In the 1850s, Harriet and Thomas Lee Truesdell owned the property. They frequently hosted other prominent abolitionists like William Lloyd Garrison, and Harriet was a central organizer in the women’s anti-slavery movement. Perhaps most striking, there are a series of tunnels underneath the house which led to other properties on the block, a telltale sign that the house may have been part of the Underground Railroad, used to help enslaved people find liberation.

This powerful testament to the centrality of Black history also connects us to the present struggles of Black communities in Central Brooklyn, as New York City is about to let a developer demolish that building. The Landmarks Preservation Commission senselessly refuses to grant the building historic landmark status. Evidently, the Commission places more emphasis on a building’s “architectural significance,” than its deep cultural resonance with millions of New Yorkers hoping to preserve Brooklyn’s roots.

Even more troubling, the conditions under which the current owners purchased 227 Duffield mirror the pattern of deed theft that is being cataloged throughout this borough. In 2017, developer Samiel Hanasab bought 227 Duffield for two payments. The first payment of just $149,000 went to the family of Joy Chatel, a community activist known as “Mama Joy” who had lived there for generations and had been fighting for the building’s significance since the 1980s. A second payment of nearly $500,000 dollars was given to Errol Bartholomew, a real estate investor who had purchased 50 percent of the title when the family was cash strapped.

We don’t have the full facts of the case, but what we do know should warrant an investigation by New York’s attorney general. In 2017, other properties on Duffield Street sold for between $3 million and $10 million dollars, and an attorney with connections to the Chatel family initially put 227 Duffield on the market at $4.5 million without the family’s consent

Samiel Hanasab, the current owner of the property has a history of extorting elderly and disabled homeowners and coercing them to sell their property at a fraction of its worth. In 2012, he purchased a $600,000 Sunset Park home for $6,000 from an 84-year-old wheelchair-bound woman and her unemployed son. Fortunately, a judge nullified the sale, claiming it “reeked of fraud.” Hanasab also purchased a $1.8 million home in Brooklyn for a paltry $10,000 from a terminally ill senior addicted to Oxycontin. The purchase was similarly negated. If these actions don’t constitute deed theft, then I don’t know what does.

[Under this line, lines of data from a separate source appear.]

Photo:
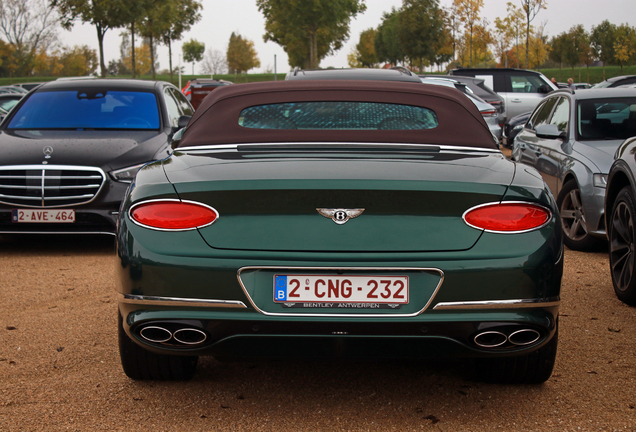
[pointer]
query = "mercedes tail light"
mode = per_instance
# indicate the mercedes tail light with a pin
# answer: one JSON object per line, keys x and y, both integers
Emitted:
{"x": 173, "y": 215}
{"x": 507, "y": 217}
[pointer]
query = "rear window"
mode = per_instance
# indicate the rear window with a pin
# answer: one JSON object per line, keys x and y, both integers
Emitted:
{"x": 338, "y": 116}
{"x": 90, "y": 109}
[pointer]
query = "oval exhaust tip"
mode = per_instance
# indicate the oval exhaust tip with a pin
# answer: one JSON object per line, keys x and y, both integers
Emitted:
{"x": 490, "y": 339}
{"x": 524, "y": 337}
{"x": 155, "y": 334}
{"x": 190, "y": 336}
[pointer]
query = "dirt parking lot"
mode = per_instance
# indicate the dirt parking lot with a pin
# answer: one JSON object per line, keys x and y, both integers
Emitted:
{"x": 60, "y": 370}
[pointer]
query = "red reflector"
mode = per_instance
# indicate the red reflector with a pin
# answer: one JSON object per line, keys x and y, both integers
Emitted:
{"x": 507, "y": 217}
{"x": 173, "y": 215}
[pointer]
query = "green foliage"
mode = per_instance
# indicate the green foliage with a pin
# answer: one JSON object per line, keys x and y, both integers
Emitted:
{"x": 241, "y": 55}
{"x": 103, "y": 14}
{"x": 193, "y": 50}
{"x": 366, "y": 48}
{"x": 420, "y": 30}
{"x": 387, "y": 43}
{"x": 308, "y": 30}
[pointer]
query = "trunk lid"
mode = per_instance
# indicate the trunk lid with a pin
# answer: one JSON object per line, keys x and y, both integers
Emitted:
{"x": 270, "y": 202}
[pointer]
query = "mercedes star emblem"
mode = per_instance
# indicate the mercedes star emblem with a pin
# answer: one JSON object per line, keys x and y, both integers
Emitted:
{"x": 340, "y": 216}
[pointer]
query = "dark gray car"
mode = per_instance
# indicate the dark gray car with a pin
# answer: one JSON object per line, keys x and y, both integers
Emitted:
{"x": 571, "y": 138}
{"x": 70, "y": 149}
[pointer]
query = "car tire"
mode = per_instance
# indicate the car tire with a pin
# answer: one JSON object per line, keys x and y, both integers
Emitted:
{"x": 622, "y": 241}
{"x": 140, "y": 364}
{"x": 533, "y": 368}
{"x": 575, "y": 232}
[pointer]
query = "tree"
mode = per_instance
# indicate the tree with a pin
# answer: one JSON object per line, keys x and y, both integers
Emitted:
{"x": 624, "y": 46}
{"x": 214, "y": 62}
{"x": 558, "y": 48}
{"x": 602, "y": 40}
{"x": 193, "y": 51}
{"x": 185, "y": 14}
{"x": 309, "y": 30}
{"x": 531, "y": 8}
{"x": 366, "y": 48}
{"x": 468, "y": 14}
{"x": 241, "y": 55}
{"x": 577, "y": 43}
{"x": 420, "y": 30}
{"x": 103, "y": 14}
{"x": 538, "y": 49}
{"x": 352, "y": 58}
{"x": 387, "y": 43}
{"x": 29, "y": 26}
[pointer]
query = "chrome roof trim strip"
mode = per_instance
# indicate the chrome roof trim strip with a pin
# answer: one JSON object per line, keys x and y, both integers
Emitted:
{"x": 224, "y": 147}
{"x": 181, "y": 302}
{"x": 500, "y": 304}
{"x": 336, "y": 269}
{"x": 60, "y": 232}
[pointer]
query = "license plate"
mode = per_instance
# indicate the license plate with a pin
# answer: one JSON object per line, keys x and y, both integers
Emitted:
{"x": 341, "y": 289}
{"x": 43, "y": 216}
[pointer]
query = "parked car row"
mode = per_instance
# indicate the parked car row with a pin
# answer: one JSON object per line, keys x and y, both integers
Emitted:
{"x": 363, "y": 213}
{"x": 354, "y": 213}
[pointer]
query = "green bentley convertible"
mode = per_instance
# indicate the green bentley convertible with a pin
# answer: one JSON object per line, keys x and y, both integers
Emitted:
{"x": 357, "y": 219}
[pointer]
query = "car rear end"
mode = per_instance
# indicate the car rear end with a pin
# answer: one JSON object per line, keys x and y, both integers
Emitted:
{"x": 319, "y": 249}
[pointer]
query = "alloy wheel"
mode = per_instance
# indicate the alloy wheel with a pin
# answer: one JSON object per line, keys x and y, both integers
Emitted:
{"x": 573, "y": 216}
{"x": 622, "y": 246}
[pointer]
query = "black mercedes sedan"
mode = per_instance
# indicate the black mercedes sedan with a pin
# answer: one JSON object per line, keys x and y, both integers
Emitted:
{"x": 69, "y": 150}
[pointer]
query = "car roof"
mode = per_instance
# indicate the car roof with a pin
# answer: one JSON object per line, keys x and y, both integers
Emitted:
{"x": 393, "y": 74}
{"x": 88, "y": 83}
{"x": 496, "y": 71}
{"x": 601, "y": 93}
{"x": 460, "y": 122}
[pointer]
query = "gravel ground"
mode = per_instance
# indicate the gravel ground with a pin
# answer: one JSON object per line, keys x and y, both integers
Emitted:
{"x": 60, "y": 370}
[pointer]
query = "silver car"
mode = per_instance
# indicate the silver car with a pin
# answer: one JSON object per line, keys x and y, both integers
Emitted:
{"x": 571, "y": 138}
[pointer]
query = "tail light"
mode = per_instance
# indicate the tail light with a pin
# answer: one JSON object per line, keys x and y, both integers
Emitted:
{"x": 172, "y": 215}
{"x": 507, "y": 217}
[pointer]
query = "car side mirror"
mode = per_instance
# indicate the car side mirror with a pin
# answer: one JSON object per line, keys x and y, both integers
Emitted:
{"x": 176, "y": 138}
{"x": 550, "y": 132}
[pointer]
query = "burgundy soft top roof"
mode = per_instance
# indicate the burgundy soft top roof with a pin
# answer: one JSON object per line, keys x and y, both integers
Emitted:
{"x": 216, "y": 121}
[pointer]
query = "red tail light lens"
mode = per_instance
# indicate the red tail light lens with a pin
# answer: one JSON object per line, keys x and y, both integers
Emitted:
{"x": 173, "y": 215}
{"x": 507, "y": 217}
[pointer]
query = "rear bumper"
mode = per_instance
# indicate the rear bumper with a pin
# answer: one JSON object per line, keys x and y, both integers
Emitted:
{"x": 245, "y": 335}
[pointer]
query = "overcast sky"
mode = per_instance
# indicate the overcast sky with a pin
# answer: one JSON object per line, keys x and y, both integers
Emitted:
{"x": 222, "y": 17}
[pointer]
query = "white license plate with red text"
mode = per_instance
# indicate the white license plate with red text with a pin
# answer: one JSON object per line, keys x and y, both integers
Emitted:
{"x": 43, "y": 216}
{"x": 341, "y": 289}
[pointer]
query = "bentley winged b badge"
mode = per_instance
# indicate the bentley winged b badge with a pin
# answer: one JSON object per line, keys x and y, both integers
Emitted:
{"x": 340, "y": 216}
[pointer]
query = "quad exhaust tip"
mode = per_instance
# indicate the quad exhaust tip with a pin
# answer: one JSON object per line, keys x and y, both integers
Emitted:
{"x": 184, "y": 336}
{"x": 494, "y": 339}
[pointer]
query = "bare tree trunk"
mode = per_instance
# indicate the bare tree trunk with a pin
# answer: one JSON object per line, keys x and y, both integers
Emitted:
{"x": 132, "y": 51}
{"x": 100, "y": 41}
{"x": 151, "y": 42}
{"x": 527, "y": 40}
{"x": 313, "y": 50}
{"x": 170, "y": 58}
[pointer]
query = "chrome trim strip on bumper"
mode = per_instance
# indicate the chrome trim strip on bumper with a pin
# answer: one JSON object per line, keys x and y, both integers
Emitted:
{"x": 176, "y": 301}
{"x": 60, "y": 232}
{"x": 337, "y": 269}
{"x": 500, "y": 304}
{"x": 225, "y": 147}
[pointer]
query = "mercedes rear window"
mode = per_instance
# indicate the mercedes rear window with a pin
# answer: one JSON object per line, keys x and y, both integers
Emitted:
{"x": 338, "y": 116}
{"x": 88, "y": 109}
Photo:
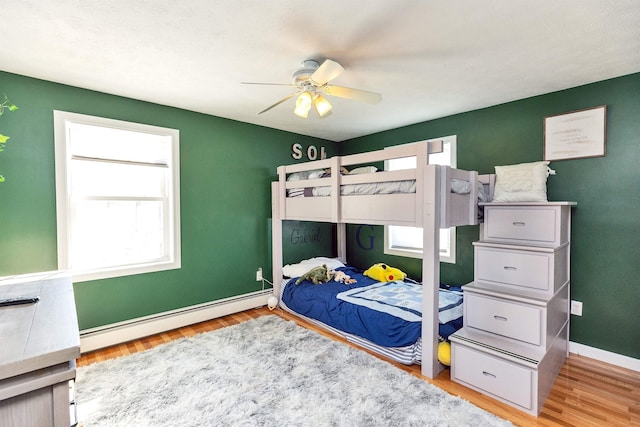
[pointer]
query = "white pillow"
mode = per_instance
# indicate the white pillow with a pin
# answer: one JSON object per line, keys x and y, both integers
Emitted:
{"x": 297, "y": 176}
{"x": 363, "y": 169}
{"x": 524, "y": 182}
{"x": 297, "y": 270}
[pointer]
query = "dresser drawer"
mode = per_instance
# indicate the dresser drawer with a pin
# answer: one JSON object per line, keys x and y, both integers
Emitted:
{"x": 493, "y": 375}
{"x": 526, "y": 225}
{"x": 538, "y": 270}
{"x": 510, "y": 319}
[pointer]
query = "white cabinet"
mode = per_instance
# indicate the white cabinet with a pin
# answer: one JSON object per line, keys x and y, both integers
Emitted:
{"x": 39, "y": 344}
{"x": 516, "y": 311}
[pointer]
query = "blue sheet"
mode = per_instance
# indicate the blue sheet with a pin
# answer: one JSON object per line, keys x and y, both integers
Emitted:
{"x": 320, "y": 302}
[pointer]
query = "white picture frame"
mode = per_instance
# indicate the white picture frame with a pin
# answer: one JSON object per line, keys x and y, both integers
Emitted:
{"x": 576, "y": 135}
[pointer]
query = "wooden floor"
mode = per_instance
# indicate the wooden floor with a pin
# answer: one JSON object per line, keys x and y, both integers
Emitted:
{"x": 586, "y": 393}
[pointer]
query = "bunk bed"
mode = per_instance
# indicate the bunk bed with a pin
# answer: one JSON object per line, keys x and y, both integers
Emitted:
{"x": 429, "y": 196}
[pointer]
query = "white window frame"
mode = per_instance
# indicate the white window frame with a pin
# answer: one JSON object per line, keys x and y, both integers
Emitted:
{"x": 447, "y": 235}
{"x": 171, "y": 258}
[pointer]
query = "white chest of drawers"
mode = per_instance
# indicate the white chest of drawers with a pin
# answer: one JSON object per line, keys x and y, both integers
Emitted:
{"x": 516, "y": 312}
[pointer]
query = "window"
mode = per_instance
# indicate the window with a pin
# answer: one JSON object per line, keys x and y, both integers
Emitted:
{"x": 118, "y": 201}
{"x": 407, "y": 241}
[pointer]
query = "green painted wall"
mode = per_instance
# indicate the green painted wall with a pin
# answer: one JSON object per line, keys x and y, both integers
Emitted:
{"x": 226, "y": 171}
{"x": 605, "y": 251}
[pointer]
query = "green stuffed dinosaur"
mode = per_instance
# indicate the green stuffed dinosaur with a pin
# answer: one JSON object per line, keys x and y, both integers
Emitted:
{"x": 316, "y": 275}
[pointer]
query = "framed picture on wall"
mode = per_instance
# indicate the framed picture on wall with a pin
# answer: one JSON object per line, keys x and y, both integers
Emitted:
{"x": 575, "y": 135}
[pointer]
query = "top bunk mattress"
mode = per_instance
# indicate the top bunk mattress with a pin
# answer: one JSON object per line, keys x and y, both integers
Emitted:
{"x": 387, "y": 187}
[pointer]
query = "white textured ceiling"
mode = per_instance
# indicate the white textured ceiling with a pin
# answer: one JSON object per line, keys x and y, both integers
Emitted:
{"x": 428, "y": 59}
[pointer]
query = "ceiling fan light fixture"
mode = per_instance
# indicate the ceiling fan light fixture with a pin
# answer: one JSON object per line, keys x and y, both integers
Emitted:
{"x": 303, "y": 104}
{"x": 323, "y": 107}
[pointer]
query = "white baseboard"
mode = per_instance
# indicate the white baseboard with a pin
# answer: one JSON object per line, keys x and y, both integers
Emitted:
{"x": 605, "y": 356}
{"x": 117, "y": 333}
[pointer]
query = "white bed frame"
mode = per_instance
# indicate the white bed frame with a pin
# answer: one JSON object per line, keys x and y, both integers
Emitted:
{"x": 431, "y": 207}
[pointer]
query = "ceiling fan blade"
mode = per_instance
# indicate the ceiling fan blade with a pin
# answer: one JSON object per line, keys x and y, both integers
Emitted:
{"x": 279, "y": 102}
{"x": 326, "y": 71}
{"x": 355, "y": 94}
{"x": 268, "y": 84}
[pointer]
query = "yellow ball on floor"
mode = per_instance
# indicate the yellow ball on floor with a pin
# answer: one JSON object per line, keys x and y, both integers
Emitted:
{"x": 444, "y": 353}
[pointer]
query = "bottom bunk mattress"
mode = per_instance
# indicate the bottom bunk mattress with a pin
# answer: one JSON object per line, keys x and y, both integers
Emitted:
{"x": 384, "y": 317}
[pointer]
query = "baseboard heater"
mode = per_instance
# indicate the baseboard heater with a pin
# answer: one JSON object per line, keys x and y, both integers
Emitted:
{"x": 118, "y": 333}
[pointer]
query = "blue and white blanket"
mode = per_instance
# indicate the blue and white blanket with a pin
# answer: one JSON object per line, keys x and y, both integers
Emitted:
{"x": 381, "y": 324}
{"x": 403, "y": 300}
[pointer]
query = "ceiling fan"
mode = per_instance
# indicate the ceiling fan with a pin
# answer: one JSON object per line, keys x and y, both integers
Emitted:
{"x": 312, "y": 82}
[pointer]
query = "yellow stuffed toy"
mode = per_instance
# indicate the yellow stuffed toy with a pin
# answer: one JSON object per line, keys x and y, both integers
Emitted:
{"x": 384, "y": 273}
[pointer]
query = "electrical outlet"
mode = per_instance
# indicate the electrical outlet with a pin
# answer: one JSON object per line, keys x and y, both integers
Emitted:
{"x": 576, "y": 308}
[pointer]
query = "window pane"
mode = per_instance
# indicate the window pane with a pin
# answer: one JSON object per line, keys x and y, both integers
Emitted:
{"x": 110, "y": 179}
{"x": 118, "y": 144}
{"x": 405, "y": 237}
{"x": 112, "y": 233}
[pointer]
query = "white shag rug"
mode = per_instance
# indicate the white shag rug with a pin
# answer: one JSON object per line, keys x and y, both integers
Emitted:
{"x": 263, "y": 372}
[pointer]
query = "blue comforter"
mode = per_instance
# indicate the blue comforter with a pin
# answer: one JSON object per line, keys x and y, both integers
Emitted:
{"x": 370, "y": 321}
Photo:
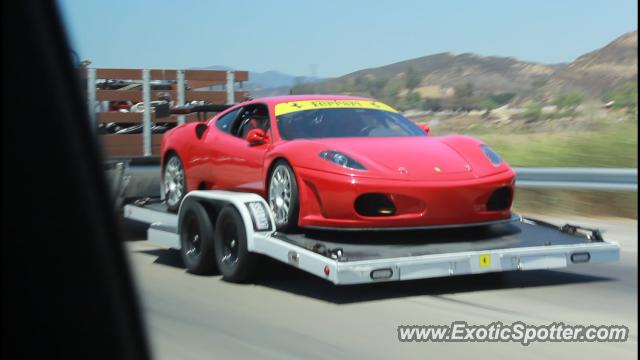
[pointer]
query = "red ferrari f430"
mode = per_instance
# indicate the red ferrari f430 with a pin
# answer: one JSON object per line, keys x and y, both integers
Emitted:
{"x": 338, "y": 162}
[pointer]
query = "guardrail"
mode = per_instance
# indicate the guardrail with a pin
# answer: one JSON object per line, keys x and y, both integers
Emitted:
{"x": 607, "y": 179}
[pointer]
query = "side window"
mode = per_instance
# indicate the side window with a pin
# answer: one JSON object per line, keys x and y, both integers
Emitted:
{"x": 253, "y": 117}
{"x": 226, "y": 121}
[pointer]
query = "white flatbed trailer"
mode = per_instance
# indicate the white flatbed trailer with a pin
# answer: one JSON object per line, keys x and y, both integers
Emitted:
{"x": 349, "y": 257}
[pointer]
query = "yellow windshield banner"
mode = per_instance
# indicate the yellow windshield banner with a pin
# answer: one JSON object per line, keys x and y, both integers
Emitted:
{"x": 292, "y": 106}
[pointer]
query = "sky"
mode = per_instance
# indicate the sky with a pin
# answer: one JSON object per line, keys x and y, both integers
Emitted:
{"x": 331, "y": 38}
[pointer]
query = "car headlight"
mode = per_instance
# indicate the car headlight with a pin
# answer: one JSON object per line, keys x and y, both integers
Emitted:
{"x": 341, "y": 159}
{"x": 493, "y": 156}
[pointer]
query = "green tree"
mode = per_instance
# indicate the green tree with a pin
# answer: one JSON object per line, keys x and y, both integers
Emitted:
{"x": 624, "y": 96}
{"x": 463, "y": 96}
{"x": 412, "y": 79}
{"x": 433, "y": 104}
{"x": 532, "y": 110}
{"x": 569, "y": 101}
{"x": 502, "y": 98}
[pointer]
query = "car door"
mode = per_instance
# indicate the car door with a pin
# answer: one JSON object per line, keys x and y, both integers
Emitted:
{"x": 237, "y": 164}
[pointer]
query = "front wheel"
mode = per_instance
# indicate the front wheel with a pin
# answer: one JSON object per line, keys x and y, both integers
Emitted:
{"x": 283, "y": 197}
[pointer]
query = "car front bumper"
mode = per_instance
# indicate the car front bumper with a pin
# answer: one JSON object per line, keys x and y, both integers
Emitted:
{"x": 327, "y": 201}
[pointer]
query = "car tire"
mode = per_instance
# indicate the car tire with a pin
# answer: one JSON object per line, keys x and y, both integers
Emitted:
{"x": 235, "y": 262}
{"x": 174, "y": 182}
{"x": 280, "y": 175}
{"x": 197, "y": 239}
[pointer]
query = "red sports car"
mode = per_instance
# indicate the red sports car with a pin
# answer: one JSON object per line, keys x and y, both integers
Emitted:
{"x": 338, "y": 162}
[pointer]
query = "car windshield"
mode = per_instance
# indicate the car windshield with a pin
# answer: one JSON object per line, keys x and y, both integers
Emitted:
{"x": 344, "y": 122}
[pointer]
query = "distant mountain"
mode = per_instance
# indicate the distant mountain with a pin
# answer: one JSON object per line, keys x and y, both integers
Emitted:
{"x": 598, "y": 71}
{"x": 436, "y": 76}
{"x": 268, "y": 83}
{"x": 440, "y": 73}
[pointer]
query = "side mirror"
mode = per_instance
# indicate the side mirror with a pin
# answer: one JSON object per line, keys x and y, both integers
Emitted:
{"x": 256, "y": 137}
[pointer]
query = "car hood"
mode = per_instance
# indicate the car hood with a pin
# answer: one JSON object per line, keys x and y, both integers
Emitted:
{"x": 410, "y": 158}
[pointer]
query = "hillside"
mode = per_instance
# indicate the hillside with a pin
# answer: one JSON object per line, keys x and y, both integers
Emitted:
{"x": 596, "y": 72}
{"x": 439, "y": 76}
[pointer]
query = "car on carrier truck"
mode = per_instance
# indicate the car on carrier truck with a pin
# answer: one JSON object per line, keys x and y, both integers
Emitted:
{"x": 338, "y": 162}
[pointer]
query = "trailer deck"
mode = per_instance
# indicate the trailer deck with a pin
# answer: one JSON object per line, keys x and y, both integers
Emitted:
{"x": 347, "y": 257}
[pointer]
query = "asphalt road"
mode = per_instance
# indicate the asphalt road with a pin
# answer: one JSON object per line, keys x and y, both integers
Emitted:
{"x": 289, "y": 314}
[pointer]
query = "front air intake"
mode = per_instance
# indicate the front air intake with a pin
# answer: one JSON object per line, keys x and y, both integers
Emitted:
{"x": 374, "y": 205}
{"x": 500, "y": 199}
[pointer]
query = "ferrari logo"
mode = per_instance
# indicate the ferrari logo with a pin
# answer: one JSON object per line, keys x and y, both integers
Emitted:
{"x": 485, "y": 260}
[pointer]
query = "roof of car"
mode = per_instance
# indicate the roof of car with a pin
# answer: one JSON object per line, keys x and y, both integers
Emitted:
{"x": 272, "y": 100}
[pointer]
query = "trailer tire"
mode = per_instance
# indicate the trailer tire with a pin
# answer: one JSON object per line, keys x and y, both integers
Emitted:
{"x": 235, "y": 262}
{"x": 197, "y": 239}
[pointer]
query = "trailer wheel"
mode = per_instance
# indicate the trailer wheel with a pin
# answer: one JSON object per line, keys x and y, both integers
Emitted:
{"x": 235, "y": 262}
{"x": 197, "y": 239}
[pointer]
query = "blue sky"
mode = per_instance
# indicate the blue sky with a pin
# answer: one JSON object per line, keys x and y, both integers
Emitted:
{"x": 332, "y": 38}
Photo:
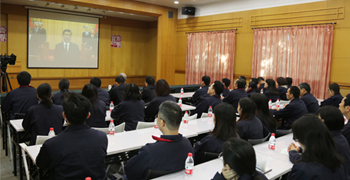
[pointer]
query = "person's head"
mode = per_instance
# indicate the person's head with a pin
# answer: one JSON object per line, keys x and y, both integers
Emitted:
{"x": 162, "y": 88}
{"x": 205, "y": 80}
{"x": 304, "y": 88}
{"x": 149, "y": 81}
{"x": 293, "y": 92}
{"x": 246, "y": 108}
{"x": 96, "y": 81}
{"x": 226, "y": 82}
{"x": 44, "y": 93}
{"x": 169, "y": 116}
{"x": 24, "y": 78}
{"x": 63, "y": 84}
{"x": 314, "y": 137}
{"x": 216, "y": 88}
{"x": 331, "y": 117}
{"x": 67, "y": 35}
{"x": 132, "y": 92}
{"x": 76, "y": 108}
{"x": 334, "y": 88}
{"x": 225, "y": 121}
{"x": 239, "y": 156}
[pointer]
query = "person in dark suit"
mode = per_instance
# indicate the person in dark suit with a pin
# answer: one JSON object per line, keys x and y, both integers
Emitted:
{"x": 201, "y": 92}
{"x": 116, "y": 93}
{"x": 103, "y": 95}
{"x": 170, "y": 150}
{"x": 149, "y": 91}
{"x": 163, "y": 94}
{"x": 292, "y": 111}
{"x": 21, "y": 99}
{"x": 310, "y": 101}
{"x": 320, "y": 159}
{"x": 248, "y": 125}
{"x": 239, "y": 161}
{"x": 236, "y": 94}
{"x": 225, "y": 128}
{"x": 63, "y": 85}
{"x": 335, "y": 98}
{"x": 40, "y": 118}
{"x": 67, "y": 53}
{"x": 78, "y": 151}
{"x": 131, "y": 109}
{"x": 212, "y": 100}
{"x": 98, "y": 107}
{"x": 227, "y": 83}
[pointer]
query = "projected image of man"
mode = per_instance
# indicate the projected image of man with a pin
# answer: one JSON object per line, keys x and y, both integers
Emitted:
{"x": 67, "y": 52}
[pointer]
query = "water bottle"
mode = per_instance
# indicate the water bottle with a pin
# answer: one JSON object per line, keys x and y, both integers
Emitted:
{"x": 272, "y": 142}
{"x": 210, "y": 112}
{"x": 111, "y": 128}
{"x": 186, "y": 117}
{"x": 189, "y": 164}
{"x": 51, "y": 133}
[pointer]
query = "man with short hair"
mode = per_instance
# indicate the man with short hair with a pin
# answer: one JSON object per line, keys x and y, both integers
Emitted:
{"x": 170, "y": 150}
{"x": 212, "y": 100}
{"x": 103, "y": 95}
{"x": 78, "y": 151}
{"x": 21, "y": 99}
{"x": 294, "y": 110}
{"x": 310, "y": 101}
{"x": 235, "y": 95}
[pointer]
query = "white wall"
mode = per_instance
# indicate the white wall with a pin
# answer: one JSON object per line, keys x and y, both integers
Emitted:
{"x": 227, "y": 6}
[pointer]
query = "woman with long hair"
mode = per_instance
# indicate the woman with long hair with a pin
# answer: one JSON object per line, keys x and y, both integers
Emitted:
{"x": 40, "y": 118}
{"x": 131, "y": 109}
{"x": 225, "y": 128}
{"x": 98, "y": 107}
{"x": 248, "y": 125}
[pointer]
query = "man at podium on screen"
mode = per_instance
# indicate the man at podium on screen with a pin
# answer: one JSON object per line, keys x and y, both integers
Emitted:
{"x": 67, "y": 53}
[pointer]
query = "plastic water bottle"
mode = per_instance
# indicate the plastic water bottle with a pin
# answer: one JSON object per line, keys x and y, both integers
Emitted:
{"x": 51, "y": 133}
{"x": 111, "y": 128}
{"x": 272, "y": 142}
{"x": 210, "y": 112}
{"x": 189, "y": 164}
{"x": 186, "y": 117}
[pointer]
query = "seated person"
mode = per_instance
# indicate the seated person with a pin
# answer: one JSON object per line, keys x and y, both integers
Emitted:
{"x": 270, "y": 90}
{"x": 40, "y": 118}
{"x": 227, "y": 83}
{"x": 292, "y": 111}
{"x": 170, "y": 150}
{"x": 57, "y": 98}
{"x": 21, "y": 99}
{"x": 236, "y": 94}
{"x": 282, "y": 87}
{"x": 319, "y": 159}
{"x": 203, "y": 91}
{"x": 335, "y": 98}
{"x": 163, "y": 94}
{"x": 149, "y": 91}
{"x": 225, "y": 128}
{"x": 117, "y": 92}
{"x": 102, "y": 94}
{"x": 248, "y": 125}
{"x": 98, "y": 108}
{"x": 239, "y": 161}
{"x": 310, "y": 101}
{"x": 131, "y": 109}
{"x": 78, "y": 151}
{"x": 212, "y": 100}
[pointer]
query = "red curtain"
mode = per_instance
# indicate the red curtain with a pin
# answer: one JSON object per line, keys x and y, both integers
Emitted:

And, even if Hanasab’s fraud and greed don’t meet the technical definition of deed theft, the proposed demolition of 227 Duffield still symbolizes how unchecked gentrification destroys our borough’s history and culture. Fortunately, we have models in our own community for how to fight back. In the 1970s, community leaders, activists, and scholars fought to preserve the Hunterfly Houses that now serve as the cornerstone of the Weeksville Heritage Center; grassroots organizations in the present, like Equality for Flatbush and the Brooklyn Movement Center, organize and fight alongside communities who have been pursuing this work for generations.

Our city and state must join forces to save 227 Duffield. We must ask why the Landmarks Preservation Commission can’t take this opportunity, during Black History Month, to save this monument. We must demand our attorney general and governor investigate the suspect terms under which this house changed hands. We must find allies to raise the funds necessary to transform this building into a permanent monument to Brooklyn’s abolitionist and Black history. Finally, we must pass proactive policies that protect residents against deed theft. As a future state assemblyman, I pledge to build upon State Senator Velmanette Montgomery’s anti-deed theft legislation by allocating additional money to homeowner protection workshops throughout Central Brooklyn.

We know abolition is an unfinished project. Slavery morphed into Jim Crow, red-lining, mass incarceration, and now deed theft is just the newest method for pilfering the wealth and labor of Black people. As we fight for the soul of Brooklyn, we stand on the shoulders of organizers and abolitionists who fought for generations before us, so let’s use this moment to save 227 Duffield.